2 Samuel 5:6-8, “And the king and his men went to Jerusalem unto the Jebusites, the inhabitants of the land: which spake unto David, saying, Except thou take away the blind and the lame, thou shalt not come in hither: thinking, David cannot come in hither. Nevertheless David took the strong hold of Zion: the same is the city of David. And David said on that day, Whosoever getteth up to the gutter, and smiteth the Jebusites, and the lame and the blind, that are hated of David’s soul, he shall be chief and captain. Wherefore they said, The blind and the lame shall not come into the house.”
Jerusalem had been in Jebusite hands for roughly 400 years. Israel had been in the land since Joshua and nobody could take this city. It sat on a ridge with steep valleys on three sides, high walls stacked on top of natural cliffs. Armies came and failed.

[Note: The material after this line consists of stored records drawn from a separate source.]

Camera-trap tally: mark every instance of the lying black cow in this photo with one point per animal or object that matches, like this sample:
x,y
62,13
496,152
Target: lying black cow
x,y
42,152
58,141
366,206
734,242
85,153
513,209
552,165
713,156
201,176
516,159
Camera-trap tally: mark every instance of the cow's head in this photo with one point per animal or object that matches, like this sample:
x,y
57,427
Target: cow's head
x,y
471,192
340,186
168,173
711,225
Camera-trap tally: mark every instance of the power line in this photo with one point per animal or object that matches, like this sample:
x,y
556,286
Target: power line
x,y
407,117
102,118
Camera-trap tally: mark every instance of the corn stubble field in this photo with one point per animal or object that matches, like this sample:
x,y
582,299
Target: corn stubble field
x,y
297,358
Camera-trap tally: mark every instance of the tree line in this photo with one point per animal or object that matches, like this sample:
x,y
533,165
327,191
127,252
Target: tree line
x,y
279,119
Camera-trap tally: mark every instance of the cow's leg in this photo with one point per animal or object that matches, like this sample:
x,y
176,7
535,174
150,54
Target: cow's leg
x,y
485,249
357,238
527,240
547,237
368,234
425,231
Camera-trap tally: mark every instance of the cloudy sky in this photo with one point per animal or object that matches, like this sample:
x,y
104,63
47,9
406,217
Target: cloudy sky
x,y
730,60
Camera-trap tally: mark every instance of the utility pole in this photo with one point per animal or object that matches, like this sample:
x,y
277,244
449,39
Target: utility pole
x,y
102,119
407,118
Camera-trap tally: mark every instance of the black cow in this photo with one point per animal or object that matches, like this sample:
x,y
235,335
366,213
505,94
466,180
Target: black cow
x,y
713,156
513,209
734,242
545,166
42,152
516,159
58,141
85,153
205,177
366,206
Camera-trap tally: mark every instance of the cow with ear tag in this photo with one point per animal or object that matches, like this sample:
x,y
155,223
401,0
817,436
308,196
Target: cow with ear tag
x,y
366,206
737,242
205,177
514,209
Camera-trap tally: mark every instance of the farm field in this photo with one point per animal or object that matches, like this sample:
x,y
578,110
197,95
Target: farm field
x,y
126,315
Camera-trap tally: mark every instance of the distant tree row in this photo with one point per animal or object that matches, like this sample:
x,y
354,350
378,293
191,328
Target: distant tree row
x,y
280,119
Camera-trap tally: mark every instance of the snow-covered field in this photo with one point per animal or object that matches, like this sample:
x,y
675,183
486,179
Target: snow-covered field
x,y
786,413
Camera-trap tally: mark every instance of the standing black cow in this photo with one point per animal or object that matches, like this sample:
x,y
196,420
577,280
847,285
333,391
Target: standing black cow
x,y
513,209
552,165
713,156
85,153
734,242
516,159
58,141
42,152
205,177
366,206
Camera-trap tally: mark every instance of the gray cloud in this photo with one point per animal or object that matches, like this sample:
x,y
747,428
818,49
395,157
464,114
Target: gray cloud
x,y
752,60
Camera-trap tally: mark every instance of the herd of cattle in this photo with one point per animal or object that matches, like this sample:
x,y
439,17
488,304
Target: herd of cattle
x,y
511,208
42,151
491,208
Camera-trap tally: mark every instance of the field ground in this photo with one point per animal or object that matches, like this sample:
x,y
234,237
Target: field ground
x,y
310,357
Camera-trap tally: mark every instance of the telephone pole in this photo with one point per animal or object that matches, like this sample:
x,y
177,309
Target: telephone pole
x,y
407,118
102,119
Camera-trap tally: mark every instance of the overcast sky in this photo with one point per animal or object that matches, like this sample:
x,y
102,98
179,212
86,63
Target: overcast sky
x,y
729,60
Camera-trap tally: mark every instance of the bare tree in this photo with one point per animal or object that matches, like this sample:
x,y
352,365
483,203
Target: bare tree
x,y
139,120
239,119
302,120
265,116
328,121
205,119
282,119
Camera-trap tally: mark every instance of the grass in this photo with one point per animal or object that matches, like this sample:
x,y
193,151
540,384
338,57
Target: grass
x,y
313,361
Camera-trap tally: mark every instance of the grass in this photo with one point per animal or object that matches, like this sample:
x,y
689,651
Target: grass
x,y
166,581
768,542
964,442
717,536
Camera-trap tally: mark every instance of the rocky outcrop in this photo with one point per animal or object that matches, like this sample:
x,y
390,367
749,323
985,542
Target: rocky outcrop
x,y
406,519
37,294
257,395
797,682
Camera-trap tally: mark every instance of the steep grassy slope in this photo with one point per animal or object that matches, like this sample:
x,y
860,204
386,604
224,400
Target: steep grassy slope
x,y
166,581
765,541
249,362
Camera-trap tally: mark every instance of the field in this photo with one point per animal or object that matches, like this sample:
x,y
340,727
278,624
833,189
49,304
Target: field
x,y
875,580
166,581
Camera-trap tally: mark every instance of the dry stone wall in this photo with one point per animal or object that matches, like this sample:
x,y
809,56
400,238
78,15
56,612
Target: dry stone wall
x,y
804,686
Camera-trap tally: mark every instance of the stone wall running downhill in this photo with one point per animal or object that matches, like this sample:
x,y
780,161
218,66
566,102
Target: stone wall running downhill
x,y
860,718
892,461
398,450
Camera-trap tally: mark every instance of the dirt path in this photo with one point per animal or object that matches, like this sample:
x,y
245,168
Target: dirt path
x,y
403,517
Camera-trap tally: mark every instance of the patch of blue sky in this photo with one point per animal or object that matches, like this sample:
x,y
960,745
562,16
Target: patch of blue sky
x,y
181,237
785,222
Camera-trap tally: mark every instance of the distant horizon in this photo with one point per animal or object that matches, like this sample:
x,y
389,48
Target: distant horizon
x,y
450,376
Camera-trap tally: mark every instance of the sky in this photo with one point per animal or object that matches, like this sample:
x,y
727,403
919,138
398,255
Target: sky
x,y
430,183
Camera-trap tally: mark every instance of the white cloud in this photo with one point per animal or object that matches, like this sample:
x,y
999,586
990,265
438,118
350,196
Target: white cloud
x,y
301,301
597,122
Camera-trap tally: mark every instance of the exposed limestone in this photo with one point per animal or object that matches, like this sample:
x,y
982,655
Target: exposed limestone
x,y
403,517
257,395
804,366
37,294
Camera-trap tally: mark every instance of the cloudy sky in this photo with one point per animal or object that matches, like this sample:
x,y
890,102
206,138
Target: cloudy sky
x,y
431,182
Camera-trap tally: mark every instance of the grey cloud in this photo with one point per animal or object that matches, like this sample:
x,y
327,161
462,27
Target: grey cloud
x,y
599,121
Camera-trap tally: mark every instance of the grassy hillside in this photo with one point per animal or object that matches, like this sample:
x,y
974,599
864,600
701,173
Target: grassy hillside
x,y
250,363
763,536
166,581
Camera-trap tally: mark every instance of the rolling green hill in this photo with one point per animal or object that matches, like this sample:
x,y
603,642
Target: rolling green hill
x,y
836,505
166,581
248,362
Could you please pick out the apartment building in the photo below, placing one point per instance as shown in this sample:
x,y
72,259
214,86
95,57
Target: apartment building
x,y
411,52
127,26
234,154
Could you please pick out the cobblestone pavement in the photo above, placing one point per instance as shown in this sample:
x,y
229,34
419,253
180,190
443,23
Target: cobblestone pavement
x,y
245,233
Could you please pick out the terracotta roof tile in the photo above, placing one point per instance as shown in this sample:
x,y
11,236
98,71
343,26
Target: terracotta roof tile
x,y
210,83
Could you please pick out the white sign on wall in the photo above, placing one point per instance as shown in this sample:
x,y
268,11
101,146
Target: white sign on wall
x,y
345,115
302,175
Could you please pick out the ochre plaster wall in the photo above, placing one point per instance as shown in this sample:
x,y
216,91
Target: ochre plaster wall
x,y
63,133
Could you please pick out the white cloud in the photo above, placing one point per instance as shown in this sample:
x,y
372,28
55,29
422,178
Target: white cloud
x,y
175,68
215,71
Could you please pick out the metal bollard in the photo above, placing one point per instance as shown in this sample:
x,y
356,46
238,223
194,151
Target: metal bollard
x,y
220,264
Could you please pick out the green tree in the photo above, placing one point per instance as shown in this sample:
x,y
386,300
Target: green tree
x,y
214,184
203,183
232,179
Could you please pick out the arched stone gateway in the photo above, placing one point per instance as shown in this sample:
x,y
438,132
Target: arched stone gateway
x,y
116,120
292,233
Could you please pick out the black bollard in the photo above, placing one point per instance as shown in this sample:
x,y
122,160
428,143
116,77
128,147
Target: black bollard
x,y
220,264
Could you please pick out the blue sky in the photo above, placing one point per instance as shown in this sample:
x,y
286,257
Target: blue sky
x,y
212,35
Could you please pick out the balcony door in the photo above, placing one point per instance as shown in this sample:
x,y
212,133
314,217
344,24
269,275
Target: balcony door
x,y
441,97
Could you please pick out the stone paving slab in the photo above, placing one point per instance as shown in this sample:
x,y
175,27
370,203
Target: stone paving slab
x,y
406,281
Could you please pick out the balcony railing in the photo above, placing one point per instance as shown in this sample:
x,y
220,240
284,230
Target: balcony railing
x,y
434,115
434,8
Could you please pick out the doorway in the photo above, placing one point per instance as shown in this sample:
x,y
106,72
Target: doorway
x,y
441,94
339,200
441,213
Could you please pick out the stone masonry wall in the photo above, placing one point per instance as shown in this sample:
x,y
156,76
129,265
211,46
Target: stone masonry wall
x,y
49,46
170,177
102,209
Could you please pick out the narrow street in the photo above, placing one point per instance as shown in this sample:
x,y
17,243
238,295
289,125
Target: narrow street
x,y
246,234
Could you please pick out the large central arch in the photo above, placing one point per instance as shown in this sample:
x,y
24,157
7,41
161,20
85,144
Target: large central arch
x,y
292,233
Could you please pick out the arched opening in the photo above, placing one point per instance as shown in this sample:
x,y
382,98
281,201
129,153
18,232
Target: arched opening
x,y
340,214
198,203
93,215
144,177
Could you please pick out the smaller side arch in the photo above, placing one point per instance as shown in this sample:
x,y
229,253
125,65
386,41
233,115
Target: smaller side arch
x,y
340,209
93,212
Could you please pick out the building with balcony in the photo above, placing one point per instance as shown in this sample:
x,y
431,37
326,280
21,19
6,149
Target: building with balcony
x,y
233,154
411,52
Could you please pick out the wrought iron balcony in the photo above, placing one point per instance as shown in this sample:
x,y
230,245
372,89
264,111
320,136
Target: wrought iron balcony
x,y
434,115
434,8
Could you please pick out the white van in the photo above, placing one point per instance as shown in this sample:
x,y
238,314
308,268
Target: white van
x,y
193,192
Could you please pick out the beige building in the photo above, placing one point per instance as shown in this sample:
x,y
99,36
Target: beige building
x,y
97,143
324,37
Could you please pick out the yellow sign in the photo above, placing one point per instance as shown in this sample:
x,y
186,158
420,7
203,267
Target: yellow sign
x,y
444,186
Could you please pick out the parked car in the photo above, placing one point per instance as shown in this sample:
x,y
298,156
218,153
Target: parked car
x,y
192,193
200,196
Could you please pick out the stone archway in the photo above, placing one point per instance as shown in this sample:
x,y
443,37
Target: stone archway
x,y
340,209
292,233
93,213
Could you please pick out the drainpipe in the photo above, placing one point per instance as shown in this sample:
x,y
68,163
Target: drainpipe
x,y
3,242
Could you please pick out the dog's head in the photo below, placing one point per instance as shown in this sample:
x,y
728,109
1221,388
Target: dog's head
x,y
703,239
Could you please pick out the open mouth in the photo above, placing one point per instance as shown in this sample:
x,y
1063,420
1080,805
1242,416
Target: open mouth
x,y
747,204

So when David shows up, the Jebusites aren’t sweating. They’ve watched this happen before. They taunt him from the walls and tell him even the blind and the lame could keep him out. Some say they may have actually lined the walls with disabled men just to rub it in! That’s how little they thought of him.
But David took the city. He didn’t scale the walls or use the battering ram. He sent his men through the water shaft underneath it (1 Chronicles 11:6).
Joab went first, crawled through a tunnel nobody thought twice about, and became David’s chief commander because of it.
The city that mocked every army for 400 years fell because of a gutter!
There are three lessons here for every believer when we face an obstacle we can’t overcome for God.
The Enemy Will Always Tell You That You Can’t
The Jebusites mocked David before he ever swung a sword. And this is exactly how the enemy operates. Before you even start, the voices come. You’re not strong enough, not smart enough and you don’t have the resources. Who do you think you are?
It’s the same voice that told you not to start that ministry. The same one that said your marriage was too far gone. The same one whispering that you’ve already messed up too many times for God to use you now.
It worked on everybody else for 400 years. Every general who sized up those walls and turned around believed the voice. But David didn’t! Why? Because he wasn’t relying on himself.
2 Timothy 1:7 says, “For God hath not given us the spirit of fear; but of power, and of love, and of a sound mind.”
God Doesn’t Always Take You Through the Front Door
David went under the wall and through a water tunnel that nobody was watching because nobody thought it mattered.
Think about how that looked. The king of Israel, the man who killed Goliath, sending soldiers crawling through a wet shaft in the dark under a city. Men on their bellies in a tunnel, trusting that this strange plan was going to work.
Sometimes God’s way forward looks nothing like what you expected. You prayed for the job and God gave you a demotion that led somewhere better two years later. You asked Him to fix the relationship and instead He brought a trial that helped you grow. You wanted the front door kicked open and God pointed to a hole in the basement.
1 Corinthians 1:27 says, “But God hath chosen the foolish things of the world to confound the wise; and God hath chosen the weak things of the world to confound the things which are mighty.”
Isaiah 55:8-9 says, “For my thoughts are not your thoughts, neither are your ways my ways, saith the LORD. For as the heavens are higher than the earth, so are my ways higher than your ways, and my thoughts than your thoughts.”
If God’s plan made sense to you on the front end, you probably wouldn’t need faith to follow it.
For Every Strength There Is a Weakness
The walls of Jerusalem were the Jebusites’ greatest confidence. Steep valleys, high cliffs, and super thick stone. Nobody could get through. For 400 years, that confidence was justified.
But they had one problem. They needed water.
And the very system they built to protect their water supply became the door that let the enemy in. The strength had a crack in it, and David found it.
That’s true for every stronghold. Every wall the enemy builds has a water shaft somewhere. It doesn’t matter how long it’s been standing.
The walls at Jericho came down with a shout (Joshua 6:20).
Goliath had a forehead (1 Samuel 17:49).
Pharaoh had the Red Sea (Exodus 14:27-28).
That addiction that’s had a grip on you for years has a weakness. That bitterness you’ve been carrying since your loved one walked out has a crack in it. That fear that keeps you from stepping out for God is not as solid as it feels.
No stronghold is as strong as it looks.
2 Corinthians 10:4 says, “For the weapons of our warfare are not carnal, but mighty through God to the pulling down of strong holds.”
The Jebusites trusted their walls for 400 years. David trusted God for one day and the city fell.